John unbuttoned his shirt and wiped the sweat from his chest. How many of these were making a return visit?
Saint Sebastian had survived the arrows and then died when he was beaten to death by a less scrupulous public.
The guy on stage was going to need a stiff drink.
An Asian waitress in a bra and skirt, tattooed to the eyebrows, and with the muscles of a karate specialist or a ballet dancer, was gliding between the customers, holding a champagne bucket above her head. She put it on a table just in front of the stage. John watched the well-dressed couple from the door sit down there, joining another wealthy pair of Parisian bourgeois. The women were sexy in a classy way with maximum slit skirts and décolleté, clothes that if they had been red instead of black would have made them look like whores. They had highly varnished nails and whitened teeth. They exchanged greetings without looking each other in the face. The two men, in casual shirts and dark jackets, shook hands in an exaggeratedly virile way. What a jolly start to the evening. Later, after the S and M act, they would have a little coke in a nightclub full of people like themselves, till the sweat poured into their eyes as they discuss bankers’ bonuses; then some partner-swapping; the exchange of like for like in a penthouse with mirrors, brought together by their possession of capital that would soon, after all, be exhausted.
The most expensive tables, up by the altar, were occupied
by addicts of the chic frisson, the ones Ariel had talked about. Aficionados of “this incredible act, you’ve just got to see it”, which would make their anaesthetised libidos explode, liberating the well-calibrated fantasies of a sterile class obsessed with its own preservation. An animal crowd all round them, so they could slum it a bit. And a front row seat for the smell of blood,
Leaning on a wall to right of the stage, bending his head because of the low ceiling, Lambert was wearing a yellow tracksuit, the only splash of colour in the whole room, but one hardly noticed him. His long form melted into the wall, as he leaned on an old poster for white magic. The tall, fair-haired policeman raised his gaze slowly towards John and their eyes met. Lambert was no longer wearing the happy smile of a kid watching planes taking off. It must be his new face that allowed him to merge into the mass of the Caveau. Lambert slowly turned his head towards a table on the other side of the room. John followed the direction of his gaze.

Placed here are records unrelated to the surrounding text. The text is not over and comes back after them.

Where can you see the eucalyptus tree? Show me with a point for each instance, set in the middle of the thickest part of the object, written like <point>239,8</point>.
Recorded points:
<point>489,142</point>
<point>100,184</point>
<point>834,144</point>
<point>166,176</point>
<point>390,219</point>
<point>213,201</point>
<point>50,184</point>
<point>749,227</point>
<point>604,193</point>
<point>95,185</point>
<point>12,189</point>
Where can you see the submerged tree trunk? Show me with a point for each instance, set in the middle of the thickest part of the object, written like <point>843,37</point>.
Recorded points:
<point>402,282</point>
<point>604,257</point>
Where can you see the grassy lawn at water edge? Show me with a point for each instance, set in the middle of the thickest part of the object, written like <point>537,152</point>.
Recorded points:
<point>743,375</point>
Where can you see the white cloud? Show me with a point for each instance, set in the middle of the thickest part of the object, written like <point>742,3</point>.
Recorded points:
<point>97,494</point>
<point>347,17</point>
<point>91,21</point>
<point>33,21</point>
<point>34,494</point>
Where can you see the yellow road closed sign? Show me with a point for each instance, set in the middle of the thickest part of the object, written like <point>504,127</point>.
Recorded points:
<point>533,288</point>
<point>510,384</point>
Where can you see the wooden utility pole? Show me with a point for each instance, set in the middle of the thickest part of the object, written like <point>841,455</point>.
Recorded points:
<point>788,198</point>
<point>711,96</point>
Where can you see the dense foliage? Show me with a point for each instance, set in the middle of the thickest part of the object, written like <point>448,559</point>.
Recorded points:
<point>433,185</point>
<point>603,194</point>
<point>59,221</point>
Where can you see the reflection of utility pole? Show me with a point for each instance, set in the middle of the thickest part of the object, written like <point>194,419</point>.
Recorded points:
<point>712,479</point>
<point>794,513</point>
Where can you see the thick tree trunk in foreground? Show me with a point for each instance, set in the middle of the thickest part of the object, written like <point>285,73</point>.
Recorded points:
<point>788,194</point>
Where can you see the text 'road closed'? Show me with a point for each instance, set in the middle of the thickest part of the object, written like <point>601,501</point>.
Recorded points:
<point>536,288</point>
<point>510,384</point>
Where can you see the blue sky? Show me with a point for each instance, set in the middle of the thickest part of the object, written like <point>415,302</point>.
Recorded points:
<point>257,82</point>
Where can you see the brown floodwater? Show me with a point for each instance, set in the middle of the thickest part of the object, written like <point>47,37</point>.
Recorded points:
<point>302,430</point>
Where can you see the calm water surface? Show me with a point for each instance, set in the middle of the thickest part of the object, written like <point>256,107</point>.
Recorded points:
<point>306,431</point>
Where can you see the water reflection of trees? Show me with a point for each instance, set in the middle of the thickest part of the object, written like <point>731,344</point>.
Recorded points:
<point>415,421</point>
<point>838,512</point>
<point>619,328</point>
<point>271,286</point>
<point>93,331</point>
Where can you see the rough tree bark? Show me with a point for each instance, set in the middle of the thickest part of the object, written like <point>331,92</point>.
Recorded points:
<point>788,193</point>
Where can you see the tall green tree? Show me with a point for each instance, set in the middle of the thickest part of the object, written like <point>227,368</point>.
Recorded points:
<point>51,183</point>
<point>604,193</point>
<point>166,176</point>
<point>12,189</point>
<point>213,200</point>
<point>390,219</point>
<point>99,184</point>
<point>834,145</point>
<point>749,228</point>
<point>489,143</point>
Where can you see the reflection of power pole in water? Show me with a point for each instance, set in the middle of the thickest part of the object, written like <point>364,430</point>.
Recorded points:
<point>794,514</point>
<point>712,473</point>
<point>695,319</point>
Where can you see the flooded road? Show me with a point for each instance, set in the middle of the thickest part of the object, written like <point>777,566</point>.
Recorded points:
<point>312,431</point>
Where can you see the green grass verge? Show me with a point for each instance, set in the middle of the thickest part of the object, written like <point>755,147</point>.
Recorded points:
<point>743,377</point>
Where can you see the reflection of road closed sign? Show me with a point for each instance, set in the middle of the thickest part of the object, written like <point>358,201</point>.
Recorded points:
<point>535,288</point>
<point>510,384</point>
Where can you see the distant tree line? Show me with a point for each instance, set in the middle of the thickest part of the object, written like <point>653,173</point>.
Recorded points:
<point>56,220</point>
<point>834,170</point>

Guérin was sitting down. Ariel, in a tank-top, her arms glistening with sweat, was serving him a glass of beer. She was watching him intently, part mother hen, part she-wolf. Guérin was looking round, perhaps for a table with three people. A blonde woman and two men. He looked like a choirboy who had wandered into a brothel.
The
patronne
slipped between the tables and crossed the room in her leather pants, rubbing up against people as she passed. She was either trying to get the clientèle aroused, or looking for a little warmth in the icy furnace. She arrived in front of John and stood on tiptoe, straining to make herself heard.
“I kept you two seats like you asked. That little table there, just behind your pal. Where did you dig him up from?”
“What?”
“Never mind.”
Ariel was indeed on edge. She glanced round the room, as
disgusted as when it was empty. “What’s all this about? Alan still?”
John nodded. Ariel dropped back onto her heels again and tugged up her bra straps. She grinned, to give herself confidence.
“Go and sit down, I’ll bring you a drink. It starts in a couple of minutes.”
John made his way across the room, apologising to people, trying to shrink his shoulders so as not to jostle into them. But the bumps were hard, the bodies he met unyielding. He sat down at the table. On a card alongside the candle, Ariel had written
Reserved for Saint John Pierce
. John picked the card up to look closer. He turned his back on Guérin who did not see him smile.